Кто что орал, куда бежал, кого бил — смешалось настолько, что я с трудом понимал откуда и куда бегут эти люди, кого больше: надзирателей или сидельцев, и что вообще происходит. Одно было ясно точно: валяться сейчас не время, а то затопчут. И хорошо бы забиться в какой-нибудь тихий уголок и пока не отсвечивать.
И я бы забился, посмотрев на свои любимые лавочки у стадиона. Только меня за шкирку схватила ручища и развернула.
— Я с тобой ещё не закончил, — зарычал амбал, которого, как и меня, надзиратели бросили, ринувшись усмирять толпу.
— Ах ты настырный урод! — зарядил я ему в табло.
Встряхнул ушибленную руку. А он даже не пошатнулся. И снова попёр, как медведь-шатун, не разбирая куда, не видя вокруг ничего, кроме одной цели — покончить со мной здесь и сейчас.

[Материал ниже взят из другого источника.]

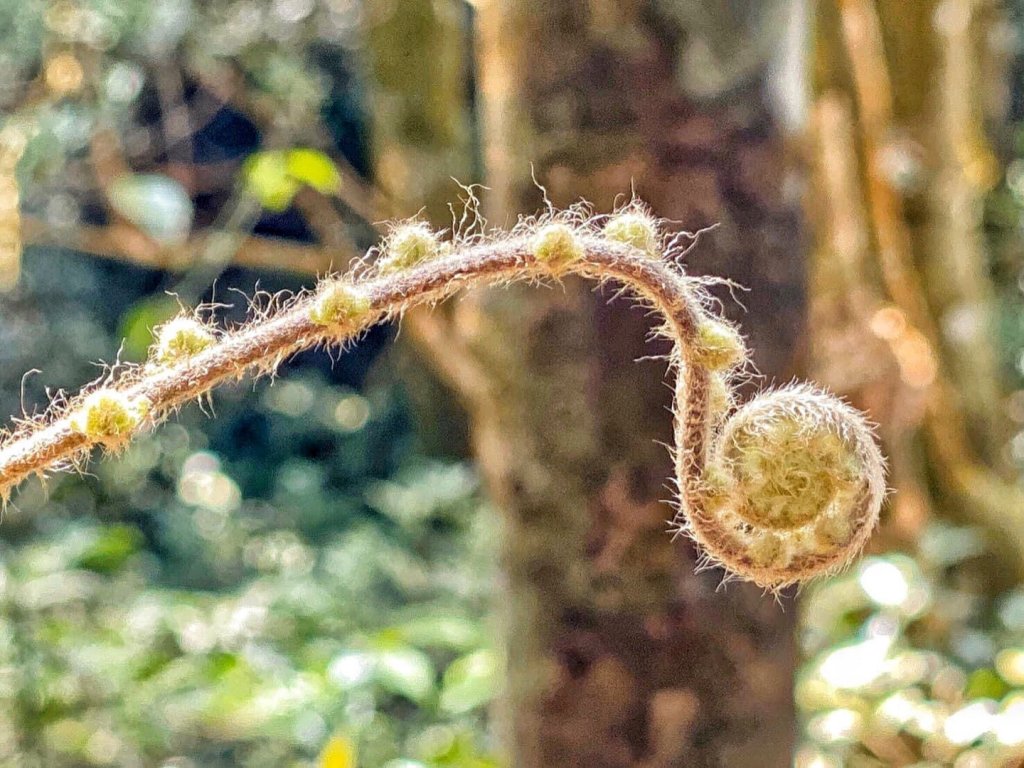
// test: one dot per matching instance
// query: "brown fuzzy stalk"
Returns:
(773, 519)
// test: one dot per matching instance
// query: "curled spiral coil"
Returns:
(785, 487)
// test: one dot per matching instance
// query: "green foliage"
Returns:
(909, 662)
(287, 585)
(274, 177)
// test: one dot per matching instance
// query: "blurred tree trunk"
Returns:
(619, 654)
(905, 94)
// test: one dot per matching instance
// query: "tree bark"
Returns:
(619, 654)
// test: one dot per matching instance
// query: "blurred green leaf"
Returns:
(111, 549)
(274, 176)
(441, 632)
(156, 204)
(338, 753)
(313, 168)
(985, 683)
(470, 681)
(266, 177)
(407, 672)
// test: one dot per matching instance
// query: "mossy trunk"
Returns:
(619, 654)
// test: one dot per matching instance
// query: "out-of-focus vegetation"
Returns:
(290, 580)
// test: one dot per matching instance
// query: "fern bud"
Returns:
(718, 346)
(799, 483)
(180, 339)
(635, 227)
(556, 245)
(339, 304)
(109, 416)
(409, 245)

Уже кричи не кричи, тяни руки не тяни — помощи больше ждать неоткуда.
И пощады тоже.
Его огромные кулаки роняли меня на землю снова и снова. И всё тяжелее, труднее и медленнее я вставал. Всё труднее и медленнее давался каждый замах, каждый удар. Каждый вздох. Голова гудела и кружилась. Ноги не держали. Руки уже не поднимались.
Но словно удар под дых оказался не очередной апперкот амбала — весь воздух из груди выбила сцена, что заставила меня замереть.

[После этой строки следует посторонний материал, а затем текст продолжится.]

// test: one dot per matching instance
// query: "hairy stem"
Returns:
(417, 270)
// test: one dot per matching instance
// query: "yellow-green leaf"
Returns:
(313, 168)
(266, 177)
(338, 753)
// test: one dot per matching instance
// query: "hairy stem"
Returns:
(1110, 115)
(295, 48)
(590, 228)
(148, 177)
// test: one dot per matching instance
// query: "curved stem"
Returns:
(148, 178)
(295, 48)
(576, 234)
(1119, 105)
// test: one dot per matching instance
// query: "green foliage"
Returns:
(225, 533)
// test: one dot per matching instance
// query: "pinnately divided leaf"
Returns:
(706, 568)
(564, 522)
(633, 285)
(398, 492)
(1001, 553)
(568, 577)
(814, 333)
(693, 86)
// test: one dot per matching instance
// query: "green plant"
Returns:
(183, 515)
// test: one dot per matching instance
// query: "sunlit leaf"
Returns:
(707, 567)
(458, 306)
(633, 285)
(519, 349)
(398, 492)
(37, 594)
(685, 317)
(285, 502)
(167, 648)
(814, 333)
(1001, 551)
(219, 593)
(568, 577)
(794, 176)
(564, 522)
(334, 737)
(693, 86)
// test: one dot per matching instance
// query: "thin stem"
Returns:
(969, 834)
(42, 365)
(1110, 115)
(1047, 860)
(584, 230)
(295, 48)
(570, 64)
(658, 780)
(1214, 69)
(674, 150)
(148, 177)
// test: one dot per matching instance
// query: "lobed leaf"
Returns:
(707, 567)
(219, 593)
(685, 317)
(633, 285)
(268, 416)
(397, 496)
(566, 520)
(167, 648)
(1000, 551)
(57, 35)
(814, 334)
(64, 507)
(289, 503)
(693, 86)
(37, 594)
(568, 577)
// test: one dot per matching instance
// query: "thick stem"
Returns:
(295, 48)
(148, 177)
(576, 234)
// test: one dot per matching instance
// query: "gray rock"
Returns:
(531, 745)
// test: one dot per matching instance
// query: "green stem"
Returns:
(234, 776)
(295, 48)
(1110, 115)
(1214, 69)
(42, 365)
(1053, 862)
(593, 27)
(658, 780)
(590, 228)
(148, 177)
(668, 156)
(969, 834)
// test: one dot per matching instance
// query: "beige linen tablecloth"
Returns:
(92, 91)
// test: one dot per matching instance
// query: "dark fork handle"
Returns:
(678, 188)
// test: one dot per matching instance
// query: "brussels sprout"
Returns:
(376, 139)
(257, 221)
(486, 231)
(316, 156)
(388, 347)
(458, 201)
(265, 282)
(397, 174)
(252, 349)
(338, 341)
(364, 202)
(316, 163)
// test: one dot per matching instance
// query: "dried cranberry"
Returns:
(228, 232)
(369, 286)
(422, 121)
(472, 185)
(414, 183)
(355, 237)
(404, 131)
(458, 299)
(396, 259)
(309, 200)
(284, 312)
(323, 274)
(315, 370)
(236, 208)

О, нет! Нет-нет-нет! Я чуть не взвыл от досады, когда увидел, что толпа зэков остановила автозак и теперь раскачивает его, чтобы повалить. Бьёт стёкла. Ломает двери.
Минус один.
— Проклятье! — выругался я, но даже не успел сплюнуть кровь, когда очередной удар сбил с ног.

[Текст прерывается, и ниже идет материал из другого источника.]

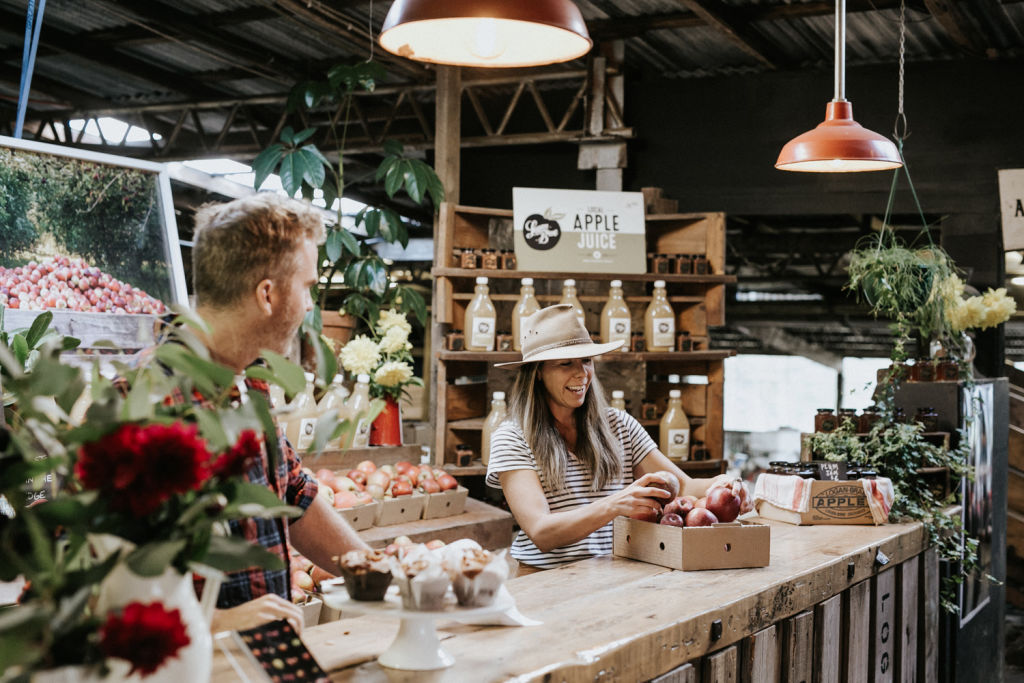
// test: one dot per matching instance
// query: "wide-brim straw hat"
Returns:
(556, 334)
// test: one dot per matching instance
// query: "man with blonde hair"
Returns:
(254, 261)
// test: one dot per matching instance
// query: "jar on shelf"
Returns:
(928, 418)
(824, 421)
(508, 259)
(488, 259)
(468, 258)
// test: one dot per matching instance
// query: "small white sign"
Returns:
(579, 230)
(1012, 205)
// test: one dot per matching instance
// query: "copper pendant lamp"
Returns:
(485, 33)
(839, 144)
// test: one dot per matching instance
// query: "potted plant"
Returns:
(302, 167)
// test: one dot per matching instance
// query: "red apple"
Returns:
(680, 506)
(672, 519)
(723, 503)
(700, 517)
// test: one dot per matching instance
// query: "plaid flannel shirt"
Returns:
(290, 483)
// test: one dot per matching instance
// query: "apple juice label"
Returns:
(619, 328)
(307, 426)
(665, 332)
(679, 443)
(483, 333)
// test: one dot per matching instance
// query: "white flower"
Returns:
(393, 373)
(395, 339)
(359, 355)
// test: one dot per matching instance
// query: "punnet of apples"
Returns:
(368, 482)
(722, 504)
(60, 282)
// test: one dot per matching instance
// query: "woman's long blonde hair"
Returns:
(596, 445)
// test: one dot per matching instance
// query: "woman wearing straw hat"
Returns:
(569, 464)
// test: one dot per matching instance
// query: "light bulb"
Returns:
(484, 43)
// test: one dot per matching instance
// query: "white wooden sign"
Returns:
(579, 230)
(1012, 205)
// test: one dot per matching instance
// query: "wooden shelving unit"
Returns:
(697, 300)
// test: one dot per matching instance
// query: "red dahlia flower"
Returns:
(144, 635)
(141, 467)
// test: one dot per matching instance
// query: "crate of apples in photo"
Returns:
(693, 534)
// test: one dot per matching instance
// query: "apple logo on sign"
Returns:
(542, 232)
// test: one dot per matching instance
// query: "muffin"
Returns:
(421, 579)
(476, 574)
(367, 573)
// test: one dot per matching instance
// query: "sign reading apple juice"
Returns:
(578, 230)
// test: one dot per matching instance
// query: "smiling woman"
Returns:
(569, 464)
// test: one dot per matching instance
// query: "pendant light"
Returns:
(485, 33)
(839, 144)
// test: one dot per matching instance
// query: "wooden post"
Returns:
(884, 626)
(827, 635)
(928, 617)
(798, 648)
(856, 625)
(906, 617)
(760, 656)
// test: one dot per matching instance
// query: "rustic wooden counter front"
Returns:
(824, 609)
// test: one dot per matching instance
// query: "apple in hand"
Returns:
(723, 504)
(672, 519)
(700, 517)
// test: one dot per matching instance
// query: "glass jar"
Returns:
(824, 421)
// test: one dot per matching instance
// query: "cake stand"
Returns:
(417, 646)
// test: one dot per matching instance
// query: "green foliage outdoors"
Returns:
(109, 215)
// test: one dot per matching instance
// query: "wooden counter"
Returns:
(823, 609)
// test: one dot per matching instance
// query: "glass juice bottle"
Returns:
(659, 321)
(569, 297)
(495, 418)
(358, 407)
(480, 318)
(615, 317)
(675, 429)
(526, 305)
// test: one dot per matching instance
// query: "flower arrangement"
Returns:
(385, 357)
(161, 476)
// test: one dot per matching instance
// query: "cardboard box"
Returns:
(724, 546)
(830, 503)
(399, 510)
(445, 504)
(361, 516)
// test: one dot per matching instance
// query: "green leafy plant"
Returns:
(303, 167)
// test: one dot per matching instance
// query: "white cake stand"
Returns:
(417, 646)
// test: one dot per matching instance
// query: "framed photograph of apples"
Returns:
(85, 232)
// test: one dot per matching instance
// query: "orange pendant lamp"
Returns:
(485, 33)
(839, 144)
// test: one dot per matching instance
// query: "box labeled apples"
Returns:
(360, 516)
(445, 503)
(722, 546)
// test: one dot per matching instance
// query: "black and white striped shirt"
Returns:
(509, 451)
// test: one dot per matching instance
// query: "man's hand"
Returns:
(262, 609)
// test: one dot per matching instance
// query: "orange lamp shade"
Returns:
(485, 33)
(839, 144)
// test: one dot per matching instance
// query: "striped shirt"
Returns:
(509, 451)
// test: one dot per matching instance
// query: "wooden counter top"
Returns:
(622, 620)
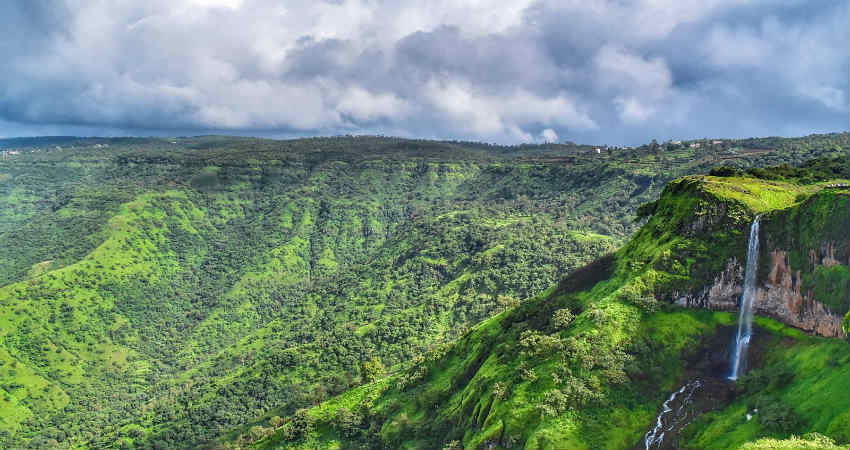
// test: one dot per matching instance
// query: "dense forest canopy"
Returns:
(156, 293)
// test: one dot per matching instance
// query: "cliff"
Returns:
(803, 272)
(588, 363)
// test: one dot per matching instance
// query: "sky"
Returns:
(616, 72)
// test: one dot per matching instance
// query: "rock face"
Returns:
(779, 296)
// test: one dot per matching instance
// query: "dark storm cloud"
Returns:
(611, 72)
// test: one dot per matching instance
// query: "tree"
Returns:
(372, 370)
(562, 318)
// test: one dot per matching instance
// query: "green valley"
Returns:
(374, 292)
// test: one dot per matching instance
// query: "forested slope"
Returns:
(588, 363)
(156, 293)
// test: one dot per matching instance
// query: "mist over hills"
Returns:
(175, 292)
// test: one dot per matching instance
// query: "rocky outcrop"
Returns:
(779, 296)
(722, 295)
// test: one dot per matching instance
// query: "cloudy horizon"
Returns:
(611, 72)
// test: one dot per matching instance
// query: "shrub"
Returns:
(562, 318)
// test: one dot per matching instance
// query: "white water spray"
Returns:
(745, 313)
(669, 417)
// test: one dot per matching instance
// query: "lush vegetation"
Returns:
(587, 364)
(157, 293)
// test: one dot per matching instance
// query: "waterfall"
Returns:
(745, 311)
(670, 418)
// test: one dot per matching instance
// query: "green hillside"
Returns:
(160, 293)
(588, 363)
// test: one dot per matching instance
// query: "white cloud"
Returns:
(478, 69)
(549, 135)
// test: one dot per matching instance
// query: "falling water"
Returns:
(670, 418)
(745, 314)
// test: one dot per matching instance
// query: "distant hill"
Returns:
(159, 293)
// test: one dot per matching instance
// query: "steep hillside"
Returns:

Амбал прыгнул сверху, ломая рёбра и уже не дал мне возможности даже пошевелиться. Я словно тонул, вдруг резко утратив звуки, словно упал в воду — лёгкие заливало кровью, невыносимая тяжесть будто тянула на дно.
В этой тишине было так хорошо, так спокойно, и так хотелось поверить, что всё закончилось. Ведь всё закончилось? Вот она, моя девочка, улыбается, поправляя волосы: «Дурак ты, Емельянов! Конечно, я тебя ждала…»
Она ждала… Она не поверила, что я могу её бросить… Моя!..
Я блаженно улыбнулся.
Ускользающее сознание тихо констатировало: минус два.
Но тут же в него вдруг ворвался звон.
Звон церковных колоколов. Громкий, мелодичный, торжественный.
И в этот момент я нащупал в кармане шприц.
— Не дождётесь! — рванул я зубами стопор поршня, как чеку, и всадил иглу амбалу в плечо.
— Так-то лучше! — спихнул я его резко обмякшее тело с себя, хватая ртом живительные крохи воздуха.
На губах пузырилась кровь.
Резко завоняло дерьмом. Я усмехнулся: ну, хоть в мешке для трупов теперь потащат не меня, но и обосрался не я.
— Сергей! Сергей, ты так? — приподняли чьи-то руки мою голову.
— Леонид Михалыч? — я болезненно скривился. — Прости.
— Да брось! Тут, сам знаешь, лотерея: повезёт или нет, твоей вины никакой, — поспешно сняв, подсунул он мне под голову свою арестантскую куртку. — Мне, можно сказать, повезло.
— Как? — закашлялся я.
— Выбрался под шумок, с толпой смешался, — перекрикивал он всё ещё бьющие колокола.
Потом раздался лай собак — их всё же выпустили, злющих натасканных ротвейлеров. Потом — голос начальника тюрьмы в мегафон.
Но я слышал то, чего он не мог перекричать — звук винтов вертолёта.
Вертолёта, что на сброшенной вниз лестнице, уносил на волю Патефона.
И я точно знал, что уносил: прямо над нами небо взорвалось цветным фонтаном — эти засранцы, улетая, запустили фейерверк.
Всё резко стихло.
И в этой пронзительной тишине мне на лицо упала снежинка.
Он всё же пошёл, первый снег, улыбнулся я, закрывая глаза. На Покров.